Mais tous les yeux se tournaient vers la porte. Le colonel Nugues rentra. Il tenait à la main deux minutes d’ordres.

— Écrivez, messieurs ! dit-il aux officiers de service :

Aux commandans de corps d’armée.

Veuillez donner des ordres pour que les aigles des régimens d’infanterie de votre corps d’armée soient recueillis demain matin de bonne heure

— Pourquoi demain ? songea Du Breuil. Il n’y a pas une minute à perdre, si l’on veut les détruire avant la capitulation.

«… demain matin de bonne heure par les soins de votre commandant d’artillerie et transportés à l’arsenal de Metz. Vous préviendrez les chefs de corps qu’ils y seront brûlés. Ces aigles, enveloppés de leurs étuis, seront emportés dans un fourgon fermé. Le directeur de l’arsenal les recevra et en délivrera des récépissés aux corps.

Signé : « Bazaine. »

— Et d’une ! fit le colonel Nugues. À l’autre, maintenant.

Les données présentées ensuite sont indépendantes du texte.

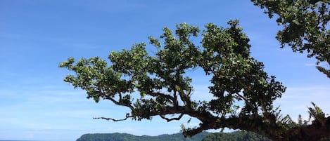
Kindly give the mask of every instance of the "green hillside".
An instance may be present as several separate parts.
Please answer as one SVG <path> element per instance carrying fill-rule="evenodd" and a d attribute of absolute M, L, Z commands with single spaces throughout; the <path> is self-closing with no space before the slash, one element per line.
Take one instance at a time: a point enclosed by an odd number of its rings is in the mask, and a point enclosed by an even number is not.
<path fill-rule="evenodd" d="M 127 133 L 94 133 L 84 134 L 77 141 L 201 141 L 210 133 L 203 132 L 191 138 L 185 138 L 182 133 L 160 135 L 158 136 L 137 136 Z"/>
<path fill-rule="evenodd" d="M 270 141 L 250 132 L 201 133 L 191 138 L 185 138 L 182 133 L 160 135 L 158 136 L 137 136 L 127 133 L 84 134 L 77 141 Z"/>

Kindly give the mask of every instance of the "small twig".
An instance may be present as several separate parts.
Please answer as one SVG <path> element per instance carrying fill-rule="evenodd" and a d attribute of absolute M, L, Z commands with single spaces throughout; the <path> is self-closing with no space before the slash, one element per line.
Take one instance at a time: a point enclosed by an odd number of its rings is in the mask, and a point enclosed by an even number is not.
<path fill-rule="evenodd" d="M 106 119 L 107 121 L 110 121 L 110 120 L 112 120 L 113 121 L 125 121 L 126 119 L 127 119 L 128 118 L 132 118 L 133 117 L 133 116 L 129 116 L 129 114 L 127 113 L 126 114 L 126 118 L 125 119 L 112 119 L 112 118 L 106 118 L 106 117 L 97 117 L 97 118 L 93 118 L 94 119 Z"/>
<path fill-rule="evenodd" d="M 172 118 L 172 119 L 167 118 L 167 117 L 165 117 L 165 116 L 163 116 L 163 115 L 160 115 L 160 117 L 161 117 L 162 119 L 166 120 L 167 122 L 170 122 L 170 121 L 173 121 L 173 120 L 177 120 L 177 121 L 180 120 L 181 118 L 184 116 L 184 114 L 181 114 L 178 117 Z"/>

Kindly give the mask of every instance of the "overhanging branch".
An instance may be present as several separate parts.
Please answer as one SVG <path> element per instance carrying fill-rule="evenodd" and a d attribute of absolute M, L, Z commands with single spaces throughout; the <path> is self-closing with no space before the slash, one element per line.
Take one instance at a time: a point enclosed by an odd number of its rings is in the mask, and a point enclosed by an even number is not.
<path fill-rule="evenodd" d="M 181 118 L 182 118 L 182 116 L 184 116 L 184 114 L 181 114 L 178 117 L 175 117 L 175 118 L 171 118 L 171 119 L 169 119 L 169 118 L 167 118 L 165 117 L 164 115 L 159 115 L 162 119 L 166 120 L 167 122 L 170 122 L 171 121 L 173 121 L 173 120 L 180 120 Z"/>

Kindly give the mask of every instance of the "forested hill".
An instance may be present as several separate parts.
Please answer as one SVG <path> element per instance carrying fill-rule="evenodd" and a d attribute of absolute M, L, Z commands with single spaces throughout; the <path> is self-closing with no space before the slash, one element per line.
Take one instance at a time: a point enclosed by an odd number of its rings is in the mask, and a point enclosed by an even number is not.
<path fill-rule="evenodd" d="M 193 136 L 191 138 L 185 138 L 181 133 L 158 136 L 137 136 L 127 133 L 94 133 L 84 134 L 78 138 L 77 141 L 201 141 L 209 134 L 210 133 L 203 132 Z"/>
<path fill-rule="evenodd" d="M 184 138 L 182 133 L 158 136 L 136 136 L 127 133 L 84 134 L 77 141 L 270 141 L 260 135 L 249 132 L 201 133 L 191 138 Z"/>

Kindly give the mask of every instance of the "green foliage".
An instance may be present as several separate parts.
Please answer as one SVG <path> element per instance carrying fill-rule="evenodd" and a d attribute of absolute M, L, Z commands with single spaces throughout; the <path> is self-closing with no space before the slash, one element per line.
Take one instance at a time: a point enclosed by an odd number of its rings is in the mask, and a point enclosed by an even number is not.
<path fill-rule="evenodd" d="M 201 141 L 209 134 L 209 133 L 203 132 L 191 138 L 186 138 L 182 133 L 158 136 L 136 136 L 127 133 L 96 133 L 82 135 L 77 139 L 77 141 Z"/>
<path fill-rule="evenodd" d="M 295 130 L 299 129 L 297 124 L 289 116 L 279 118 L 279 112 L 273 109 L 273 102 L 281 97 L 286 87 L 264 71 L 262 62 L 250 56 L 250 39 L 238 20 L 229 21 L 228 25 L 219 27 L 207 24 L 201 34 L 198 27 L 186 23 L 177 25 L 174 33 L 165 27 L 159 39 L 148 37 L 158 50 L 153 54 L 146 51 L 146 43 L 137 43 L 130 50 L 111 52 L 110 65 L 99 57 L 82 58 L 77 62 L 70 58 L 60 67 L 75 73 L 64 81 L 85 90 L 87 98 L 96 102 L 108 100 L 132 111 L 123 119 L 96 119 L 139 121 L 160 116 L 171 121 L 188 115 L 201 123 L 193 128 L 182 125 L 186 137 L 208 129 L 229 128 L 275 140 L 292 138 L 292 133 L 300 133 Z M 190 39 L 198 39 L 199 36 L 201 44 Z M 324 60 L 321 53 L 310 55 Z M 193 79 L 186 72 L 198 69 L 209 76 L 205 78 L 210 78 L 208 88 L 213 99 L 210 101 L 191 99 Z M 243 103 L 241 107 L 237 102 Z M 324 129 L 322 136 L 330 133 Z"/>
<path fill-rule="evenodd" d="M 287 44 L 293 51 L 307 53 L 315 57 L 317 64 L 330 65 L 330 1 L 328 0 L 251 0 L 255 5 L 265 9 L 269 18 L 274 15 L 283 29 L 277 39 L 282 47 Z M 330 78 L 330 69 L 317 69 Z"/>
<path fill-rule="evenodd" d="M 207 135 L 202 141 L 271 141 L 252 132 L 236 131 L 233 133 L 216 133 Z"/>

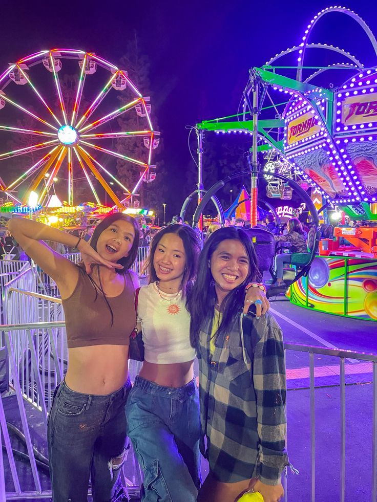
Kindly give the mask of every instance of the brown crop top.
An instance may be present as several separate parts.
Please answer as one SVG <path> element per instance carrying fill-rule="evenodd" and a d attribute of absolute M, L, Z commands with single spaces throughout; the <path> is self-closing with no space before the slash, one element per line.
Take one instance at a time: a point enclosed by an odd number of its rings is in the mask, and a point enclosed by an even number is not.
<path fill-rule="evenodd" d="M 136 323 L 135 289 L 130 273 L 124 274 L 124 289 L 120 294 L 107 297 L 114 316 L 112 326 L 111 313 L 103 295 L 96 291 L 85 270 L 78 268 L 76 288 L 69 298 L 62 300 L 68 348 L 129 345 Z"/>

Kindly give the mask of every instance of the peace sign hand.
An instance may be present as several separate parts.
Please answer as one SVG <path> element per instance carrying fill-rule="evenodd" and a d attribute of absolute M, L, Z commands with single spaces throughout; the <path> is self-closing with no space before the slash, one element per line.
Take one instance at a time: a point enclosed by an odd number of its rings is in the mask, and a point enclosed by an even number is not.
<path fill-rule="evenodd" d="M 81 253 L 81 259 L 85 265 L 86 272 L 88 274 L 91 271 L 92 265 L 104 265 L 109 269 L 123 268 L 123 267 L 119 263 L 114 263 L 109 260 L 104 259 L 85 241 L 80 241 L 78 249 Z"/>

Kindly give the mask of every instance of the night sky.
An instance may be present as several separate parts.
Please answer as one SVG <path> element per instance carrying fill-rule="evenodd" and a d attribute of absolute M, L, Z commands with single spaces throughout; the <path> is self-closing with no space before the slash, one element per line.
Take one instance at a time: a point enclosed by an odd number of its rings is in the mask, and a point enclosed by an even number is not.
<path fill-rule="evenodd" d="M 151 62 L 151 89 L 140 91 L 153 97 L 164 138 L 164 165 L 172 175 L 166 201 L 167 216 L 171 217 L 195 188 L 194 179 L 191 186 L 183 183 L 184 171 L 192 162 L 185 126 L 236 113 L 248 70 L 298 45 L 312 17 L 330 5 L 324 0 L 6 0 L 0 10 L 0 73 L 9 62 L 22 56 L 58 47 L 95 52 L 117 64 L 136 30 L 141 52 Z M 359 14 L 377 34 L 375 0 L 348 0 L 344 5 Z M 324 16 L 310 41 L 339 45 L 365 64 L 377 64 L 362 29 L 340 14 Z M 294 57 L 285 59 L 284 64 L 295 64 L 295 60 Z M 324 56 L 323 60 L 328 63 Z M 336 55 L 332 60 L 345 60 Z M 322 62 L 317 58 L 316 63 Z"/>

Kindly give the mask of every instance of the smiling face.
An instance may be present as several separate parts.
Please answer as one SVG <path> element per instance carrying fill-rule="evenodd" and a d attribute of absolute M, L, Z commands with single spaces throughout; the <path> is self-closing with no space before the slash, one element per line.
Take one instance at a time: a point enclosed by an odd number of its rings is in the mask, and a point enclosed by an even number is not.
<path fill-rule="evenodd" d="M 117 261 L 128 256 L 135 238 L 135 229 L 129 222 L 115 221 L 100 233 L 97 242 L 97 252 L 102 258 Z"/>
<path fill-rule="evenodd" d="M 249 258 L 243 245 L 235 239 L 222 241 L 212 253 L 210 267 L 218 300 L 221 302 L 248 274 Z"/>
<path fill-rule="evenodd" d="M 161 282 L 176 282 L 179 287 L 186 266 L 183 243 L 175 233 L 166 233 L 157 244 L 153 255 L 153 267 Z"/>

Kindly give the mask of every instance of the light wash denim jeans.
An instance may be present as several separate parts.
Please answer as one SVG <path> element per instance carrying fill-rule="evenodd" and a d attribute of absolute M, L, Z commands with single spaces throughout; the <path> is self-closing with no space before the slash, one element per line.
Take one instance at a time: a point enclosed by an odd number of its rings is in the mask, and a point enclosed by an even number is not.
<path fill-rule="evenodd" d="M 176 388 L 137 377 L 125 413 L 144 471 L 142 502 L 196 502 L 201 483 L 196 380 Z"/>
<path fill-rule="evenodd" d="M 90 476 L 94 502 L 110 502 L 127 452 L 124 405 L 130 379 L 111 394 L 55 389 L 47 429 L 54 502 L 87 502 Z"/>

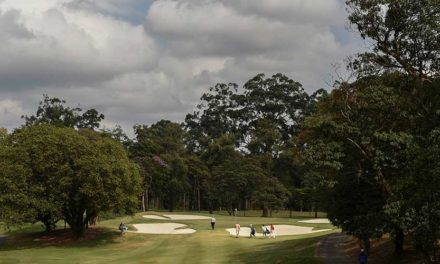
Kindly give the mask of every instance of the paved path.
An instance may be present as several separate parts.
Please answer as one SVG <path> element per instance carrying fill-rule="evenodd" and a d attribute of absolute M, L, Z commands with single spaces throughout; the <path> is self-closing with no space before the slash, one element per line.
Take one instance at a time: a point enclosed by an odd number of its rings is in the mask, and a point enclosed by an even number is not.
<path fill-rule="evenodd" d="M 326 236 L 319 243 L 318 256 L 324 264 L 352 264 L 355 259 L 350 259 L 343 250 L 347 240 L 344 233 L 335 233 Z"/>

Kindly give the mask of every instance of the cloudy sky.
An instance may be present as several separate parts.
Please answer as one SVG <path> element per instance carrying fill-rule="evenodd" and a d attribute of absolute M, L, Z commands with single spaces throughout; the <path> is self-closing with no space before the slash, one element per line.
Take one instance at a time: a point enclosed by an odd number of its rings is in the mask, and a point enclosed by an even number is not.
<path fill-rule="evenodd" d="M 43 94 L 105 126 L 183 121 L 218 82 L 277 72 L 309 92 L 365 49 L 343 0 L 0 0 L 0 127 Z"/>

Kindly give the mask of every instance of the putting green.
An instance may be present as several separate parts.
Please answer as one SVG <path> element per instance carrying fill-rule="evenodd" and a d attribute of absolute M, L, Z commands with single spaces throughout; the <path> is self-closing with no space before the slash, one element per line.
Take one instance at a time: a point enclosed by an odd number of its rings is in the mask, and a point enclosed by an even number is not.
<path fill-rule="evenodd" d="M 261 212 L 247 212 L 258 215 Z M 301 224 L 298 218 L 233 217 L 215 214 L 215 230 L 210 221 L 185 220 L 183 228 L 197 232 L 185 235 L 138 234 L 120 235 L 120 222 L 135 231 L 137 224 L 163 223 L 163 220 L 146 219 L 144 214 L 102 221 L 88 230 L 84 239 L 75 240 L 60 231 L 51 235 L 41 232 L 41 225 L 29 225 L 9 233 L 8 241 L 0 246 L 0 263 L 300 263 L 318 264 L 315 254 L 319 241 L 325 234 L 319 233 L 280 236 L 276 239 L 236 239 L 225 229 L 273 223 L 275 225 L 303 225 L 317 229 L 331 229 L 329 224 Z M 195 214 L 198 215 L 198 214 Z M 200 216 L 207 216 L 204 213 Z M 295 215 L 294 215 L 295 216 Z M 169 223 L 168 221 L 166 223 Z M 179 228 L 177 229 L 179 230 Z M 258 230 L 259 231 L 259 230 Z"/>

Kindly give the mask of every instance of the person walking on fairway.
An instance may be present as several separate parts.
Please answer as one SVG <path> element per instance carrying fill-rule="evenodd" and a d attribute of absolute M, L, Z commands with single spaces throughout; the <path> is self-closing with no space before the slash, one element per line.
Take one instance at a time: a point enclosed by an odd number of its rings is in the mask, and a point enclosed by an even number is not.
<path fill-rule="evenodd" d="M 264 237 L 267 237 L 267 235 L 270 233 L 269 229 L 267 229 L 267 226 L 264 224 L 261 226 L 261 231 L 263 232 Z"/>
<path fill-rule="evenodd" d="M 215 218 L 214 217 L 211 217 L 211 228 L 212 228 L 212 230 L 214 230 L 214 228 L 215 228 Z"/>
<path fill-rule="evenodd" d="M 251 234 L 249 235 L 249 238 L 252 238 L 252 237 L 255 238 L 255 233 L 257 230 L 255 230 L 255 227 L 253 227 L 252 224 L 250 224 L 250 228 L 251 228 Z"/>
<path fill-rule="evenodd" d="M 359 264 L 367 264 L 367 254 L 364 249 L 361 249 L 361 253 L 359 254 Z"/>
<path fill-rule="evenodd" d="M 240 234 L 240 224 L 235 224 L 235 237 L 238 238 L 238 235 Z"/>
<path fill-rule="evenodd" d="M 275 226 L 270 224 L 270 237 L 275 238 Z"/>

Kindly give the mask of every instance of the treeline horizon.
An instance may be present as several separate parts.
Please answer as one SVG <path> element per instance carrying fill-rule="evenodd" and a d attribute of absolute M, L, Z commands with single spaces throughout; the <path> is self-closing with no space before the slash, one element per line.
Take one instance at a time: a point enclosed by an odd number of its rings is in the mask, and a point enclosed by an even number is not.
<path fill-rule="evenodd" d="M 6 193 L 0 193 L 0 207 L 7 209 L 0 210 L 0 219 L 23 215 L 5 201 L 14 201 L 13 192 L 26 187 L 26 179 L 39 177 L 36 194 L 53 186 L 41 177 L 44 159 L 34 163 L 14 153 L 35 155 L 29 140 L 34 133 L 37 139 L 46 135 L 63 142 L 60 149 L 68 150 L 67 141 L 50 135 L 60 136 L 57 129 L 66 129 L 57 126 L 70 127 L 69 133 L 79 134 L 83 145 L 91 142 L 88 155 L 95 157 L 93 144 L 99 142 L 108 155 L 95 160 L 113 181 L 101 184 L 105 175 L 96 171 L 95 183 L 107 186 L 102 188 L 107 191 L 113 186 L 115 199 L 131 201 L 130 206 L 123 206 L 122 200 L 117 206 L 100 206 L 85 192 L 85 201 L 93 205 L 85 214 L 90 212 L 89 220 L 104 210 L 151 207 L 171 211 L 222 207 L 231 214 L 235 208 L 252 208 L 262 210 L 263 216 L 281 208 L 323 210 L 335 226 L 360 239 L 367 253 L 371 239 L 389 234 L 396 253 L 411 245 L 426 261 L 440 262 L 440 3 L 347 0 L 346 4 L 351 26 L 372 48 L 348 60 L 353 79 L 335 82 L 330 92 L 308 94 L 283 74 L 258 74 L 240 92 L 236 84 L 219 83 L 201 97 L 183 124 L 161 120 L 136 125 L 134 140 L 120 127 L 93 132 L 90 128 L 96 129 L 104 116 L 93 109 L 64 107 L 64 101 L 46 96 L 36 115 L 25 117 L 22 129 L 0 133 L 0 189 Z M 38 132 L 39 127 L 46 134 Z M 102 147 L 110 144 L 105 141 L 109 138 L 118 141 L 112 141 L 118 147 Z M 87 175 L 84 172 L 91 168 L 72 162 L 69 157 L 77 156 L 67 150 L 62 169 L 72 177 Z M 110 162 L 114 153 L 125 161 L 119 167 L 110 166 L 115 165 Z M 29 177 L 23 176 L 22 185 L 14 183 L 14 168 Z M 49 175 L 63 171 L 43 168 Z M 139 185 L 127 189 L 118 177 Z M 66 182 L 68 190 L 76 186 Z M 73 197 L 72 203 L 84 197 Z M 26 196 L 19 198 L 29 204 Z M 53 210 L 47 204 L 38 212 L 24 210 L 29 214 L 23 219 L 35 221 L 51 214 L 65 219 L 72 203 Z"/>

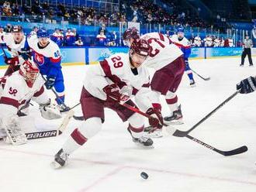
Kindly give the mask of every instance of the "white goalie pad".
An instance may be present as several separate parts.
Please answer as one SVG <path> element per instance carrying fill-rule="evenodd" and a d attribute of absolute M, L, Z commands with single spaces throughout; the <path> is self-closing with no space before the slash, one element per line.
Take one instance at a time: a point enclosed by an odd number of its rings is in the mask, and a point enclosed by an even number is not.
<path fill-rule="evenodd" d="M 42 117 L 46 119 L 52 120 L 62 117 L 59 108 L 55 105 L 41 105 L 40 109 Z"/>
<path fill-rule="evenodd" d="M 2 127 L 4 128 L 6 132 L 7 136 L 5 139 L 5 142 L 12 143 L 15 146 L 27 142 L 26 135 L 19 124 L 18 116 L 14 115 L 3 118 Z"/>

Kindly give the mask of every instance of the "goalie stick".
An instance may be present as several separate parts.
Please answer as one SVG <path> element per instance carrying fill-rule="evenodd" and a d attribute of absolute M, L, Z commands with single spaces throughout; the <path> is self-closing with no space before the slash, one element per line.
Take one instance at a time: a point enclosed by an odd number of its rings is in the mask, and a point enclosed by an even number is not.
<path fill-rule="evenodd" d="M 126 107 L 126 108 L 127 108 L 128 109 L 130 109 L 130 110 L 131 110 L 134 112 L 140 114 L 141 115 L 143 115 L 146 118 L 152 118 L 150 115 L 140 111 L 138 108 L 133 108 L 133 107 L 132 107 L 132 106 L 130 106 L 130 105 L 129 105 L 126 103 L 123 103 L 123 104 L 120 103 L 120 105 Z M 166 124 L 164 124 L 163 125 L 168 127 L 168 125 L 166 125 Z M 178 129 L 174 129 L 174 128 L 167 129 L 167 131 L 174 136 L 177 136 L 177 135 L 175 135 L 175 132 L 181 132 Z M 216 148 L 215 148 L 215 147 L 213 147 L 213 146 L 210 146 L 210 145 L 198 139 L 195 138 L 195 137 L 192 137 L 192 136 L 191 136 L 188 134 L 185 135 L 184 136 L 189 139 L 190 140 L 192 140 L 193 142 L 195 142 L 198 144 L 200 144 L 201 146 L 202 146 L 204 147 L 206 147 L 209 149 L 215 151 L 215 152 L 218 153 L 219 154 L 221 154 L 221 155 L 225 156 L 240 154 L 240 153 L 243 153 L 247 151 L 247 149 L 248 149 L 246 146 L 243 146 L 241 147 L 237 148 L 237 149 L 230 150 L 230 151 L 222 151 L 222 150 L 220 150 L 220 149 L 216 149 Z"/>
<path fill-rule="evenodd" d="M 210 77 L 203 77 L 202 76 L 199 75 L 198 73 L 196 73 L 195 70 L 193 70 L 192 69 L 190 69 L 195 74 L 196 74 L 197 76 L 199 76 L 200 78 L 203 79 L 204 81 L 209 81 L 210 80 Z"/>
<path fill-rule="evenodd" d="M 74 111 L 69 111 L 63 121 L 61 122 L 61 125 L 58 129 L 54 130 L 47 130 L 43 132 L 28 132 L 25 133 L 27 139 L 36 139 L 42 138 L 48 138 L 48 137 L 56 137 L 62 134 L 62 132 L 66 129 L 67 125 L 73 117 Z"/>

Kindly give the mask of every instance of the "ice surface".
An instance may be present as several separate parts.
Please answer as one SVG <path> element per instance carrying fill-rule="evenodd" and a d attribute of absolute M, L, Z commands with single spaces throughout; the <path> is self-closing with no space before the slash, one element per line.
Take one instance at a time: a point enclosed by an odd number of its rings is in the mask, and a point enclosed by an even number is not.
<path fill-rule="evenodd" d="M 191 128 L 232 94 L 237 82 L 256 75 L 256 68 L 241 68 L 240 60 L 190 61 L 193 70 L 211 80 L 205 81 L 195 75 L 196 87 L 192 88 L 184 75 L 178 95 L 185 124 L 176 125 L 177 129 Z M 79 101 L 87 67 L 63 68 L 70 106 Z M 0 70 L 1 75 L 3 73 Z M 168 115 L 167 105 L 163 106 L 164 115 Z M 36 105 L 31 108 L 36 129 L 51 129 L 60 125 L 60 121 L 43 120 L 36 108 Z M 79 107 L 76 114 L 81 114 Z M 141 149 L 131 141 L 127 124 L 106 110 L 102 132 L 71 156 L 67 166 L 54 170 L 50 167 L 54 155 L 81 123 L 72 120 L 67 130 L 57 138 L 30 140 L 19 146 L 1 142 L 0 191 L 255 192 L 255 114 L 256 93 L 238 94 L 191 132 L 223 150 L 248 146 L 245 153 L 225 157 L 186 138 L 166 132 L 164 138 L 154 139 L 154 149 Z M 147 180 L 140 177 L 142 171 L 149 175 Z"/>

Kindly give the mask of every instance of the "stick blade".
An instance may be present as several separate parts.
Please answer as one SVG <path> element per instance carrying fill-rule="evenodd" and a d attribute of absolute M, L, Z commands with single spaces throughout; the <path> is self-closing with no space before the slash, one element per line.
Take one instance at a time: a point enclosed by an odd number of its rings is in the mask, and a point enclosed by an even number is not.
<path fill-rule="evenodd" d="M 234 156 L 234 155 L 238 155 L 240 153 L 243 153 L 244 152 L 247 152 L 248 150 L 248 148 L 246 146 L 239 147 L 236 149 L 231 150 L 231 151 L 225 151 L 223 153 L 223 155 L 225 156 Z"/>
<path fill-rule="evenodd" d="M 205 81 L 209 81 L 210 79 L 211 79 L 210 77 L 204 78 Z"/>

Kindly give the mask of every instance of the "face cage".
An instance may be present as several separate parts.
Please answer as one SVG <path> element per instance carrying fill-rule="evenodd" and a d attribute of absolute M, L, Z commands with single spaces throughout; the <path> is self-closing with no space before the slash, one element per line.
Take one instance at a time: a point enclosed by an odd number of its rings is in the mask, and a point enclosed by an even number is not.
<path fill-rule="evenodd" d="M 23 77 L 28 85 L 32 87 L 38 75 L 39 72 L 25 72 Z"/>

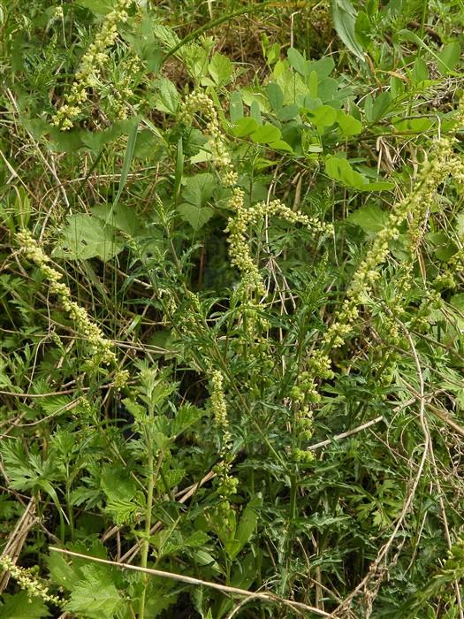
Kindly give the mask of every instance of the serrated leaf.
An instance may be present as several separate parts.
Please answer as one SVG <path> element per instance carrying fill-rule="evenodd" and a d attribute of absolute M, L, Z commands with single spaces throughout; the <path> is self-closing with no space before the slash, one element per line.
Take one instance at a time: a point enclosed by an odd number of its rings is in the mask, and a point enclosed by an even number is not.
<path fill-rule="evenodd" d="M 232 76 L 232 64 L 226 56 L 216 53 L 208 65 L 208 73 L 212 77 L 216 86 L 227 84 Z"/>
<path fill-rule="evenodd" d="M 360 60 L 364 60 L 362 48 L 359 44 L 354 27 L 356 23 L 356 11 L 349 0 L 331 0 L 331 13 L 333 26 L 337 34 L 343 41 L 348 50 Z"/>
<path fill-rule="evenodd" d="M 115 230 L 97 218 L 80 213 L 68 217 L 61 240 L 53 256 L 72 260 L 98 257 L 110 260 L 124 249 L 124 243 L 115 236 Z"/>
<path fill-rule="evenodd" d="M 346 222 L 359 225 L 366 233 L 375 233 L 385 227 L 388 215 L 377 204 L 368 204 L 351 213 Z"/>
<path fill-rule="evenodd" d="M 437 68 L 442 75 L 450 73 L 460 61 L 460 45 L 454 42 L 447 43 L 438 54 Z"/>
<path fill-rule="evenodd" d="M 114 207 L 111 204 L 99 204 L 90 209 L 90 212 L 101 221 L 129 236 L 134 236 L 141 229 L 133 209 L 129 209 L 125 204 L 118 203 Z"/>
<path fill-rule="evenodd" d="M 15 595 L 4 593 L 4 605 L 0 606 L 2 619 L 42 619 L 50 614 L 45 603 L 39 597 L 29 598 L 25 591 Z"/>
<path fill-rule="evenodd" d="M 101 566 L 86 565 L 84 578 L 72 587 L 66 610 L 83 615 L 86 619 L 110 619 L 126 608 L 110 574 Z"/>
<path fill-rule="evenodd" d="M 175 114 L 179 107 L 180 96 L 174 84 L 165 77 L 155 80 L 156 91 L 155 107 L 166 114 Z"/>
<path fill-rule="evenodd" d="M 277 141 L 281 137 L 280 129 L 274 125 L 266 123 L 262 126 L 253 132 L 251 139 L 257 144 L 269 144 L 271 141 Z"/>
<path fill-rule="evenodd" d="M 184 221 L 186 221 L 195 232 L 201 230 L 214 215 L 214 210 L 209 206 L 198 206 L 182 203 L 177 208 L 178 212 Z"/>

Au général Coffinières, gouverneur de Metz.

Veuillez donner des ordres pour que l’arsenal de Metz reçoive demain matin les aigles des régimens d’infanterie de tous les corps d’armée

La voix nette détachait les mots dans le silence. On entendait les plumes courir. Un secrétaire d’état-major enregistrait en même temps sur le livre de correspondance.

— Mais on ne lui prescrit pas de faire brûler les aigles, remarqua Du Breuil, l’ordre dicté.